If your phone supports it, opt for the six-digit passcode instead of the four-digit one: it is not only two orders of magnitude harder to guess, but also discourages you from using an easy-to-guess passcode like your birth year or the last four digits of your social security number.
Android - Settings -> Security -> Screen Lock.
Within this menu you can choose from the possible options: Pattern, PIN, or Password. With Pattern, you will be presented with a grid and asked to draw a shape of your choosing (like, say, a square). With PIN, you will create a numeric PIN from 4-17 digits in length. Finally, if you choose Password, you will create an alphanumeric (i.e. letters and numbers) password. Of those options, Pattern is the least secure, but quickest to do, while the Password option is the most secure, but takes the longest to enter every time. Should you opt to use a PIN, try to use something longer than four digits, and if possible, make it a nonstandard length. Since the length of the PIN is not communicated at all to the end-user, it will be less obvious to someone trying to break into your phone to try seven digits instead of six, etc (Although I hesitate to recommend a nine-digit PIN, if only because you may be tempted to use your Social Security Number, which could be easily guessed).
Android devices running version 5.0 (Lollipop) or above have a feature called Smart Lock, which allows the device to disable the screen lock when it is in a Trusted Location (i.e. your house) or connected via Bluetooth to a Trusted Device (e.g. your car). This can make the screen lock less cumbersome to deal with.
Choosing a Good Password
When choosing a password for your lockscreen, whether the password is a numeric PIN or an alphanumeric passcode, there are some DO's and DONT's to follow:
Choose something random. Most people have a random ATM PIN--you can handle memorizing a few digits for a random passcode, too, if need be.
Failing that, choose something you can remember. It does not need to be terribly long just to protect a lockscreen. Both Android and iOS support the feature to have the phone's data automatically wiped after too many failed attempts. That should be sufficient to dissuade thieves from trying to brute-force your password. Find or create something that is memorable to you that can be easily regurgitated: a number embedded in a stupid jingle from your childhood; the production code of your favorite Simpsons episode; the number of times you died your first playthrough of Dark Souls; etc.
If you are using a PIN, choose more than the bare minimum. Instead of four digits in length, go for six, or seven. A longer password provides more entropy .
Use an alphanumeric password on your laptop. Your laptop will have a physical keyboard--there's no reason that you can't come up with something with letters and numbers.
Use a password or PIN that is derived from personal information. This means that a piece of your birth-date , SSN, or mother's maiden name should not be part of your passcode. Your birth-date, your phone number, and your SSN are public knowledge: anyone who cares to pay the nominal fee to look you up can find out your date of birth or your SSN. Your mother's maiden name, as well, is publicly-accessible. Put another way, if you put your birthday or your SSN as the passcode, you are making the identification something you are. It should be something you know.

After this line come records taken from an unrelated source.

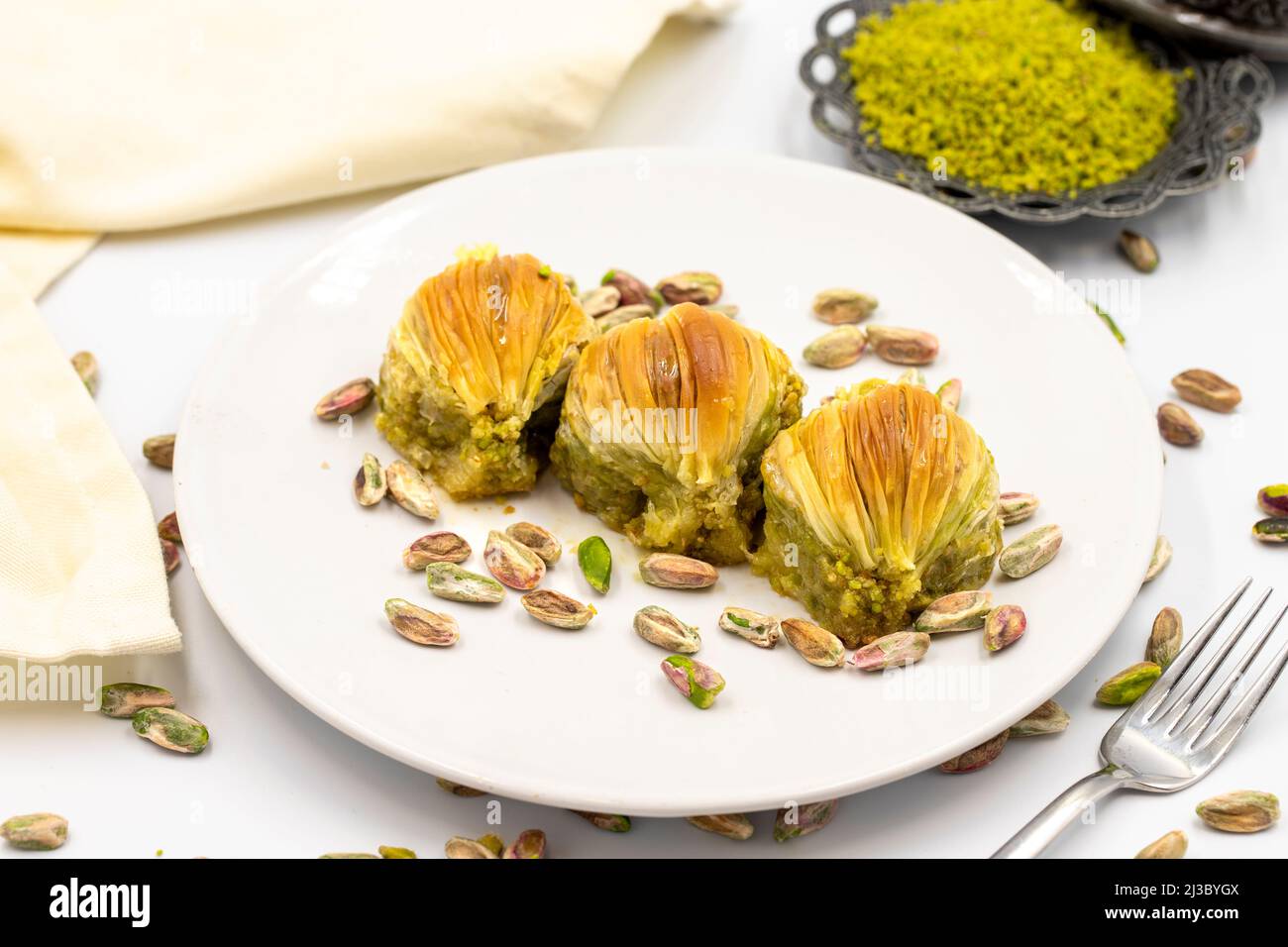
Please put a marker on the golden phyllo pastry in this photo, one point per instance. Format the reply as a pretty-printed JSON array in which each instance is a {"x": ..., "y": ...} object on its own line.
[
  {"x": 476, "y": 368},
  {"x": 664, "y": 425},
  {"x": 876, "y": 504}
]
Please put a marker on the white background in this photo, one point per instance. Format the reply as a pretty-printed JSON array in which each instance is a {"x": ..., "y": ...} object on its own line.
[{"x": 281, "y": 783}]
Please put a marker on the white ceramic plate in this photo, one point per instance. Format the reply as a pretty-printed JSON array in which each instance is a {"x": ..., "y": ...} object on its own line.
[{"x": 299, "y": 573}]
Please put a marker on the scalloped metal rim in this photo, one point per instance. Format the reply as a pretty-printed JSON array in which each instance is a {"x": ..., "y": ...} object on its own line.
[{"x": 1219, "y": 120}]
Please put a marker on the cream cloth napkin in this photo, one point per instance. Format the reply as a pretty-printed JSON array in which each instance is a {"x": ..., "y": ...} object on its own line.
[{"x": 150, "y": 114}]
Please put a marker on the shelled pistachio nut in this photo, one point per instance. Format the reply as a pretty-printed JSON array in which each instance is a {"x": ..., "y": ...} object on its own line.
[
  {"x": 420, "y": 625},
  {"x": 812, "y": 642},
  {"x": 903, "y": 346},
  {"x": 844, "y": 305},
  {"x": 658, "y": 626},
  {"x": 673, "y": 571},
  {"x": 170, "y": 729},
  {"x": 1016, "y": 508},
  {"x": 892, "y": 651},
  {"x": 1207, "y": 389},
  {"x": 1164, "y": 638},
  {"x": 449, "y": 579},
  {"x": 348, "y": 399},
  {"x": 1128, "y": 684},
  {"x": 699, "y": 684},
  {"x": 978, "y": 757},
  {"x": 1243, "y": 810},
  {"x": 436, "y": 547},
  {"x": 369, "y": 483},
  {"x": 691, "y": 286},
  {"x": 125, "y": 699},
  {"x": 763, "y": 630},
  {"x": 730, "y": 826},
  {"x": 797, "y": 821},
  {"x": 537, "y": 539},
  {"x": 960, "y": 611},
  {"x": 836, "y": 348},
  {"x": 1030, "y": 552},
  {"x": 410, "y": 489},
  {"x": 511, "y": 562},
  {"x": 1050, "y": 718},
  {"x": 557, "y": 609},
  {"x": 38, "y": 831}
]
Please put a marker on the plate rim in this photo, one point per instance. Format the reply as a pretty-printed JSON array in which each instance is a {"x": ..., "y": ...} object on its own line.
[{"x": 750, "y": 800}]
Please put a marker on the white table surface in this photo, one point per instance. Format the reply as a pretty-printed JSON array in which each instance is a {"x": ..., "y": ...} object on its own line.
[{"x": 278, "y": 783}]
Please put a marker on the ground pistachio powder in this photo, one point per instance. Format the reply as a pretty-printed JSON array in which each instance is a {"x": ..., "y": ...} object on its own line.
[{"x": 1018, "y": 95}]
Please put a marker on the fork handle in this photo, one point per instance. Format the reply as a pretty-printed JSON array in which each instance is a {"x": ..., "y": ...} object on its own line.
[{"x": 1047, "y": 825}]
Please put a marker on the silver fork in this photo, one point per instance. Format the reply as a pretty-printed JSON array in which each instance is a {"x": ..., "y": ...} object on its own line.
[{"x": 1159, "y": 744}]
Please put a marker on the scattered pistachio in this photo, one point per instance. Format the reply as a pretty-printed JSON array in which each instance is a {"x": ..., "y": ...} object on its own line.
[
  {"x": 903, "y": 346},
  {"x": 1138, "y": 250},
  {"x": 449, "y": 579},
  {"x": 797, "y": 821},
  {"x": 634, "y": 291},
  {"x": 1207, "y": 389},
  {"x": 951, "y": 393},
  {"x": 410, "y": 489},
  {"x": 86, "y": 367},
  {"x": 978, "y": 757},
  {"x": 1171, "y": 845},
  {"x": 892, "y": 651},
  {"x": 696, "y": 681},
  {"x": 1273, "y": 530},
  {"x": 168, "y": 556},
  {"x": 348, "y": 398},
  {"x": 814, "y": 643},
  {"x": 730, "y": 826},
  {"x": 458, "y": 789},
  {"x": 511, "y": 562},
  {"x": 842, "y": 305},
  {"x": 529, "y": 844},
  {"x": 1004, "y": 626},
  {"x": 1164, "y": 638},
  {"x": 671, "y": 571},
  {"x": 168, "y": 528},
  {"x": 459, "y": 847},
  {"x": 1274, "y": 500},
  {"x": 836, "y": 348},
  {"x": 1241, "y": 810},
  {"x": 759, "y": 629},
  {"x": 658, "y": 626},
  {"x": 596, "y": 562},
  {"x": 40, "y": 831},
  {"x": 369, "y": 483},
  {"x": 436, "y": 547},
  {"x": 691, "y": 286},
  {"x": 609, "y": 823},
  {"x": 421, "y": 626},
  {"x": 1030, "y": 552},
  {"x": 1158, "y": 560},
  {"x": 125, "y": 699},
  {"x": 1128, "y": 684},
  {"x": 170, "y": 729},
  {"x": 537, "y": 539},
  {"x": 600, "y": 300},
  {"x": 557, "y": 609},
  {"x": 961, "y": 611},
  {"x": 160, "y": 450},
  {"x": 625, "y": 313},
  {"x": 1177, "y": 425},
  {"x": 1016, "y": 508},
  {"x": 1050, "y": 718}
]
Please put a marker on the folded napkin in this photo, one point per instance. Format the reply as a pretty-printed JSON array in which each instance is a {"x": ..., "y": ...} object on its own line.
[{"x": 153, "y": 114}]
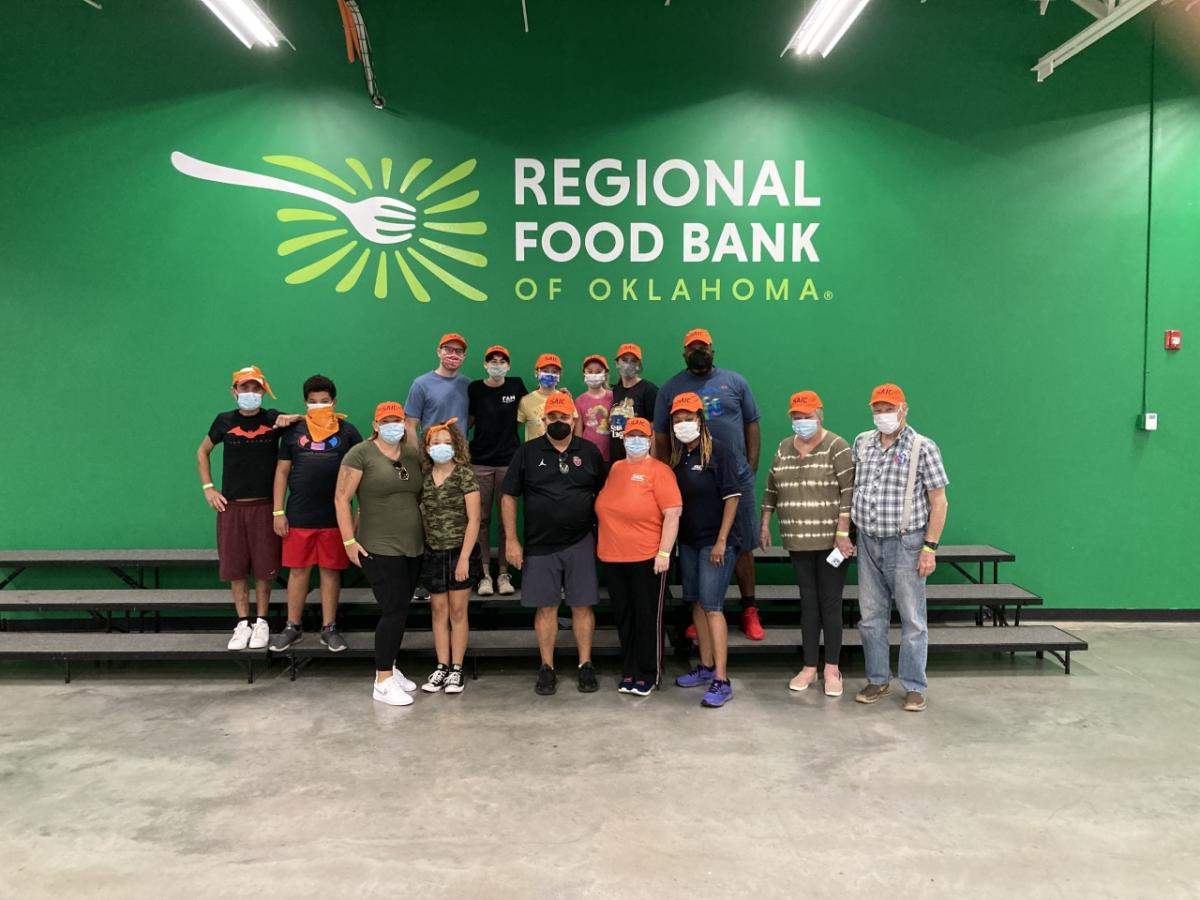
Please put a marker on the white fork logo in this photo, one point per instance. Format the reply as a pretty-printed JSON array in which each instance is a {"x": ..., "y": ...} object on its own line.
[{"x": 379, "y": 220}]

Use something incredibly long or difficult to enter. If all of your other settings are as recommended, your phone should automatically lock itself very quickly whenever the phone is not in use, meaning you will need to unlock it multiple times a day. If the password is long or frustrating to enter, you will be tempted to turn it off altogether instead of dealing with the inconvenience. While a longer passcode is obviously better, a little security is better than no security.
Use the same passcode across all of your devices. Your laptop should NOT have the same passcode as your phone or your tablet. If one gets compromised, they are now all compromised.